If you are looking for words that have only a one-character difference, there are a couple of tricks you can use. First, to compare two words and count the number of characters different, you use this:
( $word1 ^ $word2 ) =~ tr/\0//c
This does a stringwise exclusive or on the two words; wherever the characters are the same, a "\0" will result; where they are not the same, a non-"\0" will result. tr, in its complement counting mode, counts the differences.
Second, noting that either the first half or the last half of the word must match exactly, partition the words into a hash by their first and last halves, reducing the number of other words you need to check a given word against.
This approach should only two or three times the memory of all the strings (plus a little overhead); it could be reduced to one to two times the memory by pushing \$word
and using $$_
in the grep and sort map $$_, @match in the output at the cost of some speed.
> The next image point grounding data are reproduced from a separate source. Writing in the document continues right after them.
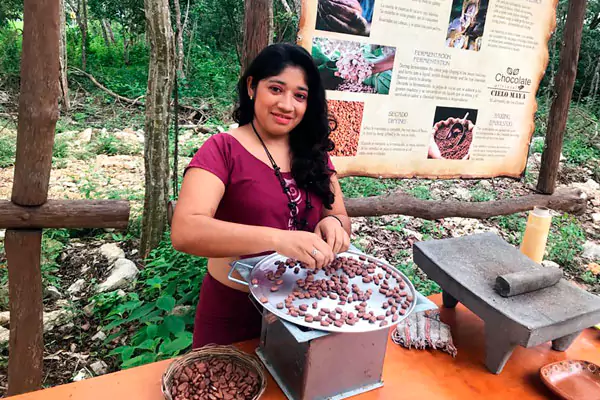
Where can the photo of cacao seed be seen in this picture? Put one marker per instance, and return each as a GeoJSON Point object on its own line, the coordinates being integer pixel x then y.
{"type": "Point", "coordinates": [467, 22]}
{"type": "Point", "coordinates": [348, 121]}
{"type": "Point", "coordinates": [452, 133]}
{"type": "Point", "coordinates": [352, 17]}
{"type": "Point", "coordinates": [356, 67]}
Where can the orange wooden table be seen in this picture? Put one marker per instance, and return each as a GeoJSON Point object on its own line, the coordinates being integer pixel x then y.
{"type": "Point", "coordinates": [407, 374]}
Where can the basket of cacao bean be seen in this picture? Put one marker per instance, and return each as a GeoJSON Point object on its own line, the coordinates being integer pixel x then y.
{"type": "Point", "coordinates": [214, 372]}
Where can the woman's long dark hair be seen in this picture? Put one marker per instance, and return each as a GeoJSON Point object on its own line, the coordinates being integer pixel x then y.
{"type": "Point", "coordinates": [309, 141]}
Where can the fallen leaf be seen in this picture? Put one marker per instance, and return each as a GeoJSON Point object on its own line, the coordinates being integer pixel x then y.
{"type": "Point", "coordinates": [594, 268]}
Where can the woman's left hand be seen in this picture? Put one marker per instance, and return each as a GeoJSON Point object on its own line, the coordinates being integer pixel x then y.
{"type": "Point", "coordinates": [334, 234]}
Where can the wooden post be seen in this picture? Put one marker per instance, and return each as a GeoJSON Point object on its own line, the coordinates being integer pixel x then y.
{"type": "Point", "coordinates": [38, 112]}
{"type": "Point", "coordinates": [25, 362]}
{"type": "Point", "coordinates": [28, 212]}
{"type": "Point", "coordinates": [156, 145]}
{"type": "Point", "coordinates": [564, 81]}
{"type": "Point", "coordinates": [258, 29]}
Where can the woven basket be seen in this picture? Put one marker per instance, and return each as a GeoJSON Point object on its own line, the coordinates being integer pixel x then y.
{"type": "Point", "coordinates": [211, 351]}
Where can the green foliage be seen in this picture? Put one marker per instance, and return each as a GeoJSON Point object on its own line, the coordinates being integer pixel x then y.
{"type": "Point", "coordinates": [8, 148]}
{"type": "Point", "coordinates": [580, 151]}
{"type": "Point", "coordinates": [425, 286]}
{"type": "Point", "coordinates": [10, 55]}
{"type": "Point", "coordinates": [565, 241]}
{"type": "Point", "coordinates": [105, 143]}
{"type": "Point", "coordinates": [538, 147]}
{"type": "Point", "coordinates": [365, 187]}
{"type": "Point", "coordinates": [480, 194]}
{"type": "Point", "coordinates": [420, 192]}
{"type": "Point", "coordinates": [10, 9]}
{"type": "Point", "coordinates": [513, 226]}
{"type": "Point", "coordinates": [432, 230]}
{"type": "Point", "coordinates": [169, 279]}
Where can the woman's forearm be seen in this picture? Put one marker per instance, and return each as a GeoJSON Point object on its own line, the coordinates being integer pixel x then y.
{"type": "Point", "coordinates": [344, 219]}
{"type": "Point", "coordinates": [204, 236]}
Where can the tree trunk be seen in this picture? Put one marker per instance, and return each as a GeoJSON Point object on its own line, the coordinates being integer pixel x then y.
{"type": "Point", "coordinates": [258, 29]}
{"type": "Point", "coordinates": [565, 80]}
{"type": "Point", "coordinates": [156, 145]}
{"type": "Point", "coordinates": [64, 84]}
{"type": "Point", "coordinates": [104, 33]}
{"type": "Point", "coordinates": [568, 200]}
{"type": "Point", "coordinates": [81, 17]}
{"type": "Point", "coordinates": [179, 38]}
{"type": "Point", "coordinates": [109, 31]}
{"type": "Point", "coordinates": [191, 41]}
{"type": "Point", "coordinates": [286, 6]}
{"type": "Point", "coordinates": [38, 112]}
{"type": "Point", "coordinates": [595, 81]}
{"type": "Point", "coordinates": [126, 44]}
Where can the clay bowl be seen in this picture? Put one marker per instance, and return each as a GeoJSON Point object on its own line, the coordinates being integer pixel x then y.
{"type": "Point", "coordinates": [573, 379]}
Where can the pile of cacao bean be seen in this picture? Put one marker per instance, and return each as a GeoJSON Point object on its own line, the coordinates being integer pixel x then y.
{"type": "Point", "coordinates": [337, 286]}
{"type": "Point", "coordinates": [348, 115]}
{"type": "Point", "coordinates": [214, 379]}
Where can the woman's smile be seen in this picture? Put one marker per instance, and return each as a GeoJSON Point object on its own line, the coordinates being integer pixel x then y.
{"type": "Point", "coordinates": [282, 119]}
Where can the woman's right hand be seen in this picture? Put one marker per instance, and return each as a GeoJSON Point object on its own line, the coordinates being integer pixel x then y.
{"type": "Point", "coordinates": [300, 245]}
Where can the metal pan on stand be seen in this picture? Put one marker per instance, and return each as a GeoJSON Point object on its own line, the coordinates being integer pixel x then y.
{"type": "Point", "coordinates": [256, 270]}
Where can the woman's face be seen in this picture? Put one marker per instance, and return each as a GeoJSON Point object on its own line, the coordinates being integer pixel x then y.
{"type": "Point", "coordinates": [280, 101]}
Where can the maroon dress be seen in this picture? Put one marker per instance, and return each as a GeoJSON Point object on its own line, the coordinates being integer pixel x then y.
{"type": "Point", "coordinates": [253, 196]}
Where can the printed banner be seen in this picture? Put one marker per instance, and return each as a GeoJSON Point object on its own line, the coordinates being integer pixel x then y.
{"type": "Point", "coordinates": [430, 88]}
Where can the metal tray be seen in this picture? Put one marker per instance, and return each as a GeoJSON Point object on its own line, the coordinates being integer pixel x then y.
{"type": "Point", "coordinates": [573, 379]}
{"type": "Point", "coordinates": [263, 289]}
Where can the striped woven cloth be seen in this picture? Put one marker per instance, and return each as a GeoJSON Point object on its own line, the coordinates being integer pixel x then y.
{"type": "Point", "coordinates": [423, 330]}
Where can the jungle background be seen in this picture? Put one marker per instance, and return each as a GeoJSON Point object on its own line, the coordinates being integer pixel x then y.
{"type": "Point", "coordinates": [92, 324]}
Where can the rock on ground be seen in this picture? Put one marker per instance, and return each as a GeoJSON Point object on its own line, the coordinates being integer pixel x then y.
{"type": "Point", "coordinates": [100, 336]}
{"type": "Point", "coordinates": [591, 251]}
{"type": "Point", "coordinates": [76, 287]}
{"type": "Point", "coordinates": [112, 252]}
{"type": "Point", "coordinates": [550, 264]}
{"type": "Point", "coordinates": [81, 375]}
{"type": "Point", "coordinates": [56, 318]}
{"type": "Point", "coordinates": [4, 335]}
{"type": "Point", "coordinates": [52, 292]}
{"type": "Point", "coordinates": [99, 367]}
{"type": "Point", "coordinates": [122, 274]}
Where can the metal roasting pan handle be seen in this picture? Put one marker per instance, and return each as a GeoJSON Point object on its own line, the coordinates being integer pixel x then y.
{"type": "Point", "coordinates": [243, 267]}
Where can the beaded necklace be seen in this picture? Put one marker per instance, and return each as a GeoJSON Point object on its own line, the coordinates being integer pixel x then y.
{"type": "Point", "coordinates": [298, 224]}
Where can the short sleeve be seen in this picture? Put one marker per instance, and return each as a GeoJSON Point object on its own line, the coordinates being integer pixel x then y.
{"type": "Point", "coordinates": [214, 156]}
{"type": "Point", "coordinates": [330, 164]}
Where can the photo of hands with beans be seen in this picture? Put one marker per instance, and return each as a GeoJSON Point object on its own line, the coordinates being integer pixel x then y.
{"type": "Point", "coordinates": [452, 133]}
{"type": "Point", "coordinates": [352, 17]}
{"type": "Point", "coordinates": [353, 66]}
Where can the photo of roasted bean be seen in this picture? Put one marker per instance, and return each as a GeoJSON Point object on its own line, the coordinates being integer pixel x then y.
{"type": "Point", "coordinates": [348, 120]}
{"type": "Point", "coordinates": [467, 22]}
{"type": "Point", "coordinates": [351, 17]}
{"type": "Point", "coordinates": [356, 67]}
{"type": "Point", "coordinates": [452, 133]}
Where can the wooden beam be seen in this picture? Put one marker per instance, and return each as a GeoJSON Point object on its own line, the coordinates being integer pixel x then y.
{"type": "Point", "coordinates": [258, 29]}
{"type": "Point", "coordinates": [564, 82]}
{"type": "Point", "coordinates": [38, 101]}
{"type": "Point", "coordinates": [23, 251]}
{"type": "Point", "coordinates": [567, 200]}
{"type": "Point", "coordinates": [66, 214]}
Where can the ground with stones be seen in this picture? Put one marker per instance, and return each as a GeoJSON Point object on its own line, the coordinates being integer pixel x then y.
{"type": "Point", "coordinates": [107, 261]}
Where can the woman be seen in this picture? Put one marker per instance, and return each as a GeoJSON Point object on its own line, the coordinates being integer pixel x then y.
{"type": "Point", "coordinates": [266, 186]}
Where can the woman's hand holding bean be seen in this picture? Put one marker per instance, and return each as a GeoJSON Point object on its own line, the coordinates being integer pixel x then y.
{"type": "Point", "coordinates": [301, 246]}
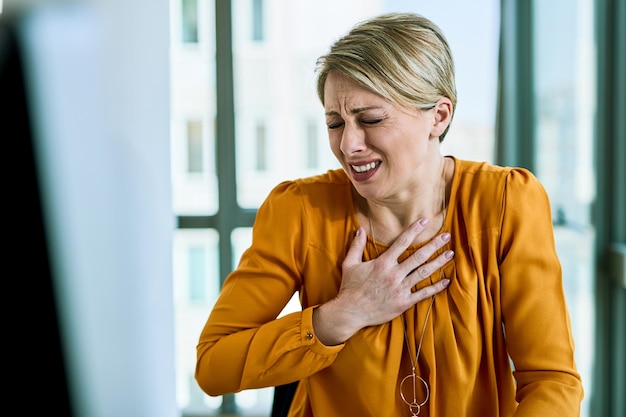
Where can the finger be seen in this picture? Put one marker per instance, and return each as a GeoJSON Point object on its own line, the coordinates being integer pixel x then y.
{"type": "Point", "coordinates": [430, 290]}
{"type": "Point", "coordinates": [405, 239]}
{"type": "Point", "coordinates": [355, 252]}
{"type": "Point", "coordinates": [424, 253]}
{"type": "Point", "coordinates": [427, 269]}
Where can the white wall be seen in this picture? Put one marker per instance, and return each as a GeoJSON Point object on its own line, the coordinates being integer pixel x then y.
{"type": "Point", "coordinates": [99, 77]}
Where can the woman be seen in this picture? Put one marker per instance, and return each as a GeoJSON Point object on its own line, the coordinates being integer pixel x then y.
{"type": "Point", "coordinates": [429, 285]}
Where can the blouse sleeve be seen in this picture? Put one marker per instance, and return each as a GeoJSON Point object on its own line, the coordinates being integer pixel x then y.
{"type": "Point", "coordinates": [536, 319]}
{"type": "Point", "coordinates": [243, 344]}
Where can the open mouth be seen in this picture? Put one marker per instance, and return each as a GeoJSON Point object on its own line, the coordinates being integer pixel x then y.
{"type": "Point", "coordinates": [365, 168]}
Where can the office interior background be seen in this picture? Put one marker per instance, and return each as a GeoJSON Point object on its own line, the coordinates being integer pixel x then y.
{"type": "Point", "coordinates": [151, 131]}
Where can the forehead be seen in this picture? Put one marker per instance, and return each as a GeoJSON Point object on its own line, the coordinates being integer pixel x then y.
{"type": "Point", "coordinates": [341, 92]}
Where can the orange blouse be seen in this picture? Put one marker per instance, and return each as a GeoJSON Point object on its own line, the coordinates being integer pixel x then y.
{"type": "Point", "coordinates": [498, 340]}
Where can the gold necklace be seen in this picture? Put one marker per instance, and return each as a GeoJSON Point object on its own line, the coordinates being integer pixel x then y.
{"type": "Point", "coordinates": [415, 407]}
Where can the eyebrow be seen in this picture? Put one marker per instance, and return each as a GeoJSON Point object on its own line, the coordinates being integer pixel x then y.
{"type": "Point", "coordinates": [353, 111]}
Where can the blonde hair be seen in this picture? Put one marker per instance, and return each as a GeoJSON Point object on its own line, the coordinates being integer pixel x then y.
{"type": "Point", "coordinates": [403, 57]}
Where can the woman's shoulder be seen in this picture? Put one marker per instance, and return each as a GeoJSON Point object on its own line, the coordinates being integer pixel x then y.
{"type": "Point", "coordinates": [317, 190]}
{"type": "Point", "coordinates": [331, 179]}
{"type": "Point", "coordinates": [485, 174]}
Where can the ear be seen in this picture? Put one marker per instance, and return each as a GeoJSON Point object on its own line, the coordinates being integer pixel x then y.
{"type": "Point", "coordinates": [443, 116]}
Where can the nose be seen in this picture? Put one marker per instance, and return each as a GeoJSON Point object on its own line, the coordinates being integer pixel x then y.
{"type": "Point", "coordinates": [352, 140]}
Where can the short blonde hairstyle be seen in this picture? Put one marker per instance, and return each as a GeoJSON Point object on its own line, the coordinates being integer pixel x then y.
{"type": "Point", "coordinates": [403, 57]}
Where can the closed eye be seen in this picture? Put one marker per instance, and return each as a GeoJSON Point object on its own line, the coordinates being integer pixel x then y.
{"type": "Point", "coordinates": [334, 125]}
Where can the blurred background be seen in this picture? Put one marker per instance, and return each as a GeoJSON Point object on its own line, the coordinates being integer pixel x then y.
{"type": "Point", "coordinates": [143, 136]}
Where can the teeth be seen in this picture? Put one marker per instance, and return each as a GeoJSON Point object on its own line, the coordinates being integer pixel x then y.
{"type": "Point", "coordinates": [364, 168]}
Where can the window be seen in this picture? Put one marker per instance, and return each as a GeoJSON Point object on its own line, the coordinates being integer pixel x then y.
{"type": "Point", "coordinates": [195, 148]}
{"type": "Point", "coordinates": [189, 21]}
{"type": "Point", "coordinates": [257, 20]}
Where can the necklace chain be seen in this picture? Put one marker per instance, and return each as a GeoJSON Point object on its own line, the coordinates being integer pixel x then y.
{"type": "Point", "coordinates": [415, 407]}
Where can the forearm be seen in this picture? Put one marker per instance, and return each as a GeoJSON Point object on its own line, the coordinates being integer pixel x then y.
{"type": "Point", "coordinates": [276, 353]}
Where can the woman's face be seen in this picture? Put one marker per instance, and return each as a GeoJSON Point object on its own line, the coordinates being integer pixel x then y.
{"type": "Point", "coordinates": [385, 149]}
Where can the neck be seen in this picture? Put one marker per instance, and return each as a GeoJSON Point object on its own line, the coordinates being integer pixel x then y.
{"type": "Point", "coordinates": [428, 200]}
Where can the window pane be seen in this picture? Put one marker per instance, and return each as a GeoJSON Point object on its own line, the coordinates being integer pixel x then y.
{"type": "Point", "coordinates": [192, 72]}
{"type": "Point", "coordinates": [564, 102]}
{"type": "Point", "coordinates": [196, 287]}
{"type": "Point", "coordinates": [274, 84]}
{"type": "Point", "coordinates": [189, 21]}
{"type": "Point", "coordinates": [195, 148]}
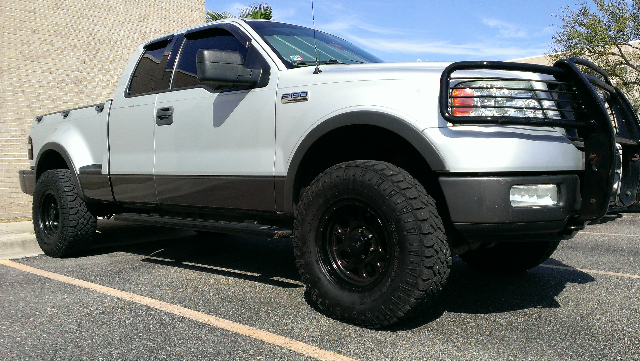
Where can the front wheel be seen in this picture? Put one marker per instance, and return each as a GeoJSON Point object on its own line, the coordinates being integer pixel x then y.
{"type": "Point", "coordinates": [510, 257]}
{"type": "Point", "coordinates": [369, 244]}
{"type": "Point", "coordinates": [63, 225]}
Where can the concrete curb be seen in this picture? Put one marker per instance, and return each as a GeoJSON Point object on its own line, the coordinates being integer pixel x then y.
{"type": "Point", "coordinates": [17, 240]}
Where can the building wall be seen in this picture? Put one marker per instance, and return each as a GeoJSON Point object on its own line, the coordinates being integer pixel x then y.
{"type": "Point", "coordinates": [58, 54]}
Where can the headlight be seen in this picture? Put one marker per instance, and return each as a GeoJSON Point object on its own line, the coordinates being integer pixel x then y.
{"type": "Point", "coordinates": [534, 195]}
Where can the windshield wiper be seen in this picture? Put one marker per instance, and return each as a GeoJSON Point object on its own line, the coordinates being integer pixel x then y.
{"type": "Point", "coordinates": [325, 62]}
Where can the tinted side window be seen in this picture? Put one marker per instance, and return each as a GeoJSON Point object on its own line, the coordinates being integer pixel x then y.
{"type": "Point", "coordinates": [216, 39]}
{"type": "Point", "coordinates": [152, 74]}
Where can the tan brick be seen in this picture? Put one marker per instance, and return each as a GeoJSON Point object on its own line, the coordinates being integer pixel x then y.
{"type": "Point", "coordinates": [72, 55]}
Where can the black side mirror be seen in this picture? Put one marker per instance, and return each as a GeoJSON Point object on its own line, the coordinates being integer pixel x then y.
{"type": "Point", "coordinates": [224, 66]}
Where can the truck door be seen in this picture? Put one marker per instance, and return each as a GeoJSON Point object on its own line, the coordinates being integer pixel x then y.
{"type": "Point", "coordinates": [131, 125]}
{"type": "Point", "coordinates": [215, 141]}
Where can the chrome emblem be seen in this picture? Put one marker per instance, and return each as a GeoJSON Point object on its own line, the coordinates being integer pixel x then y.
{"type": "Point", "coordinates": [295, 97]}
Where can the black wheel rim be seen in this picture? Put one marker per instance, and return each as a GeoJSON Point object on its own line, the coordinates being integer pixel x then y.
{"type": "Point", "coordinates": [49, 215]}
{"type": "Point", "coordinates": [356, 245]}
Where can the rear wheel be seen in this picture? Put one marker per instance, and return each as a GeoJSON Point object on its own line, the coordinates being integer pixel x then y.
{"type": "Point", "coordinates": [369, 244]}
{"type": "Point", "coordinates": [510, 257]}
{"type": "Point", "coordinates": [62, 223]}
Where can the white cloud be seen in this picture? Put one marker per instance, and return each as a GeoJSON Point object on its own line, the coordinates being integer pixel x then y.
{"type": "Point", "coordinates": [476, 50]}
{"type": "Point", "coordinates": [505, 29]}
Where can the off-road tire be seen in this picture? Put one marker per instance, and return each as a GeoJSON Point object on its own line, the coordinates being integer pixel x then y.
{"type": "Point", "coordinates": [63, 225]}
{"type": "Point", "coordinates": [510, 257]}
{"type": "Point", "coordinates": [369, 244]}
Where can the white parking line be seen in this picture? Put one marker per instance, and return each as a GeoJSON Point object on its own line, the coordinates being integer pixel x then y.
{"type": "Point", "coordinates": [592, 271]}
{"type": "Point", "coordinates": [238, 328]}
{"type": "Point", "coordinates": [610, 234]}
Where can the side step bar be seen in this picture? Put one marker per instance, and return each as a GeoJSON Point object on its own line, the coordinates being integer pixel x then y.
{"type": "Point", "coordinates": [245, 228]}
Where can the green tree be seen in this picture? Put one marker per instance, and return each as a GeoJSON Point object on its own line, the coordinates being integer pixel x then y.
{"type": "Point", "coordinates": [255, 11]}
{"type": "Point", "coordinates": [607, 34]}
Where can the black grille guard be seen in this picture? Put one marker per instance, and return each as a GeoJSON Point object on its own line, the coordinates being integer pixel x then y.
{"type": "Point", "coordinates": [578, 96]}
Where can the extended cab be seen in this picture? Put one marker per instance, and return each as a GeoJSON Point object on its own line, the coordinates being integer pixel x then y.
{"type": "Point", "coordinates": [381, 171]}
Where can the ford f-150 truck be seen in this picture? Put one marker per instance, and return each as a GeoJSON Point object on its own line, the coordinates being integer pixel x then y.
{"type": "Point", "coordinates": [380, 171]}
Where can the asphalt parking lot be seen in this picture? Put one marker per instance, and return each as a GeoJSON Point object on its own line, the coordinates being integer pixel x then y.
{"type": "Point", "coordinates": [144, 293]}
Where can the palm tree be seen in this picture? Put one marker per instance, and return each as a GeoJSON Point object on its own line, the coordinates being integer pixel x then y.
{"type": "Point", "coordinates": [255, 11]}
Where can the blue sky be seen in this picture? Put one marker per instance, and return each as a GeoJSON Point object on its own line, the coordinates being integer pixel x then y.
{"type": "Point", "coordinates": [445, 30]}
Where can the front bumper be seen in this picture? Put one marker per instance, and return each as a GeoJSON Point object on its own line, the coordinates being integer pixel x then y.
{"type": "Point", "coordinates": [27, 181]}
{"type": "Point", "coordinates": [480, 207]}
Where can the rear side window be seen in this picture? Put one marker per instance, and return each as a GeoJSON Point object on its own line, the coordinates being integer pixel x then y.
{"type": "Point", "coordinates": [216, 39]}
{"type": "Point", "coordinates": [151, 73]}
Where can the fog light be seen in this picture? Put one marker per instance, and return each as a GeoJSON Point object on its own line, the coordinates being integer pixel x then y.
{"type": "Point", "coordinates": [534, 195]}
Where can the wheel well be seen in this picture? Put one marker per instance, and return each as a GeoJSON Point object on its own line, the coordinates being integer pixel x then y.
{"type": "Point", "coordinates": [369, 142]}
{"type": "Point", "coordinates": [362, 142]}
{"type": "Point", "coordinates": [49, 160]}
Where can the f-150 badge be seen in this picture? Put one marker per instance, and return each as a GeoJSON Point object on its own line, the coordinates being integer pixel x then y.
{"type": "Point", "coordinates": [295, 97]}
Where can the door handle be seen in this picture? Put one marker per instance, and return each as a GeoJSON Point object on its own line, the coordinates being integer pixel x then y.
{"type": "Point", "coordinates": [164, 116]}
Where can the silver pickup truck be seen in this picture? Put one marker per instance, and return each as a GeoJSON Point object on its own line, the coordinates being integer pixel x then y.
{"type": "Point", "coordinates": [380, 171]}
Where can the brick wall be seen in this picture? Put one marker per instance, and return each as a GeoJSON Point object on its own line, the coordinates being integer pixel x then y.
{"type": "Point", "coordinates": [58, 54]}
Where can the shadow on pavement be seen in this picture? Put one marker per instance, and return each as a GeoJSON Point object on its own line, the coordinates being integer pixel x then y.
{"type": "Point", "coordinates": [472, 291]}
{"type": "Point", "coordinates": [272, 262]}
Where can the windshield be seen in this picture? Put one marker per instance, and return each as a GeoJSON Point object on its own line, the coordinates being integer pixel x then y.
{"type": "Point", "coordinates": [294, 44]}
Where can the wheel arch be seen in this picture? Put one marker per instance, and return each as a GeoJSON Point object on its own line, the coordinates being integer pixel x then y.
{"type": "Point", "coordinates": [54, 156]}
{"type": "Point", "coordinates": [310, 157]}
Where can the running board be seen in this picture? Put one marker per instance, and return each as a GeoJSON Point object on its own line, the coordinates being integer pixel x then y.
{"type": "Point", "coordinates": [244, 228]}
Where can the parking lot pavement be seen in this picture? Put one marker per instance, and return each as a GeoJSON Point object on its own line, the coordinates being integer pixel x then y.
{"type": "Point", "coordinates": [582, 304]}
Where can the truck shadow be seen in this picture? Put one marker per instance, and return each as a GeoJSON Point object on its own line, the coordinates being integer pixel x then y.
{"type": "Point", "coordinates": [471, 291]}
{"type": "Point", "coordinates": [272, 262]}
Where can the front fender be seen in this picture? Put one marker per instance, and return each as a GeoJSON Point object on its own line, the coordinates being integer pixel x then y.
{"type": "Point", "coordinates": [360, 117]}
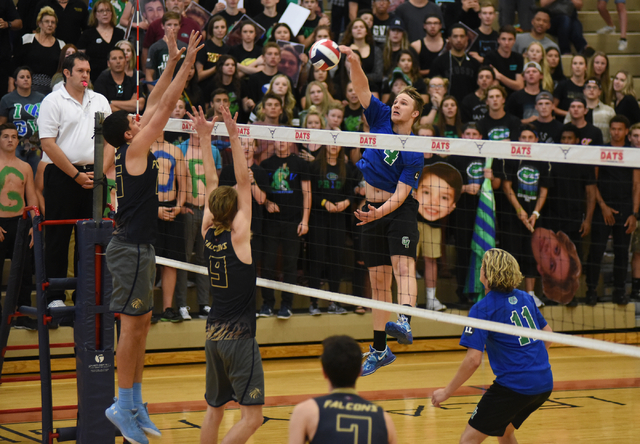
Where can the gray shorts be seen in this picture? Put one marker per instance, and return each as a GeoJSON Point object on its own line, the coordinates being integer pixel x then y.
{"type": "Point", "coordinates": [133, 271]}
{"type": "Point", "coordinates": [234, 372]}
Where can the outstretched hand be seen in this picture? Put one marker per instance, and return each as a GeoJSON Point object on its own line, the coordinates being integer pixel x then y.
{"type": "Point", "coordinates": [200, 122]}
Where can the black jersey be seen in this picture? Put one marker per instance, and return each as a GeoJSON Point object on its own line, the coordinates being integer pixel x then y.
{"type": "Point", "coordinates": [233, 287]}
{"type": "Point", "coordinates": [346, 418]}
{"type": "Point", "coordinates": [137, 216]}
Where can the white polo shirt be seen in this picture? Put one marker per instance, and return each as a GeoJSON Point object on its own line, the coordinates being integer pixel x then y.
{"type": "Point", "coordinates": [71, 123]}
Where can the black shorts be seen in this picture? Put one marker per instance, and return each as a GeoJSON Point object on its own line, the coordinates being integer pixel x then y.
{"type": "Point", "coordinates": [170, 241]}
{"type": "Point", "coordinates": [396, 234]}
{"type": "Point", "coordinates": [501, 406]}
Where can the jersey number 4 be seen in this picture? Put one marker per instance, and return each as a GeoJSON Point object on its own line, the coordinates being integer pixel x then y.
{"type": "Point", "coordinates": [515, 319]}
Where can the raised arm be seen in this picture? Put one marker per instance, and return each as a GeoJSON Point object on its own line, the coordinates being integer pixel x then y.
{"type": "Point", "coordinates": [358, 77]}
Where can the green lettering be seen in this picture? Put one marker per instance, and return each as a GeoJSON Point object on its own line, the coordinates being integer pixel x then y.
{"type": "Point", "coordinates": [12, 195]}
{"type": "Point", "coordinates": [195, 178]}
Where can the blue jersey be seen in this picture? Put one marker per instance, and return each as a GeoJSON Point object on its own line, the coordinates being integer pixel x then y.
{"type": "Point", "coordinates": [520, 364]}
{"type": "Point", "coordinates": [385, 168]}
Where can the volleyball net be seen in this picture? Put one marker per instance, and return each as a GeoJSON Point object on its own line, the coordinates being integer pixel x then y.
{"type": "Point", "coordinates": [581, 272]}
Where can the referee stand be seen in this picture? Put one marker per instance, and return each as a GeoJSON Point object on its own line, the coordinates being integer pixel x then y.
{"type": "Point", "coordinates": [92, 320]}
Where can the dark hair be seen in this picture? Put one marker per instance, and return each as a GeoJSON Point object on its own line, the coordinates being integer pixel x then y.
{"type": "Point", "coordinates": [341, 360]}
{"type": "Point", "coordinates": [114, 128]}
{"type": "Point", "coordinates": [509, 29]}
{"type": "Point", "coordinates": [7, 126]}
{"type": "Point", "coordinates": [70, 62]}
{"type": "Point", "coordinates": [619, 118]}
{"type": "Point", "coordinates": [570, 128]}
{"type": "Point", "coordinates": [22, 68]}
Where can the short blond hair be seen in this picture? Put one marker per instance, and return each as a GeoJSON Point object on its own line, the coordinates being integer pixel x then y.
{"type": "Point", "coordinates": [501, 270]}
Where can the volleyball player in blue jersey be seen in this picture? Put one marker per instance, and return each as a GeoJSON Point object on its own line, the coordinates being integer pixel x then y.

If the words are all the same length, the top level of the hash can be removed and two different hashes used for the words' beginnings and endings.
use strict;
use warnings;
use autodie;
my %strings;
my $filename = shift or die "no filename provided\n";
open my $fh, '<', $filename;
while (my $word = readline $fh) {
chomp $word;
push @{ $strings{ 'b' . length $word }{ substr($word, 0, length($word)/2)} }, $word;
push @{ $strings{ 'e' . length $word }{ substr($word, length($word)/2)} }, $word;
}
seek $fh, 0, 0;
while (my $word = readline $fh) {
chomp $word;
my @match = grep 1 == ($word ^ $_) =~ tr/\0//c, @{ $strings{ 'b' . length $word }{ substr($word, 0, length($word)/2) } }, @{ $strings{ 'e' . length $word }{ substr($word, length($word)/2) } };
if (@match) {
print "$word - " . join( ' ', sort @match ) . "\n";
}
else {
print "$word\n";
}
}
Note that this only looks for substitutions, not insertions, deletions, or transpositions.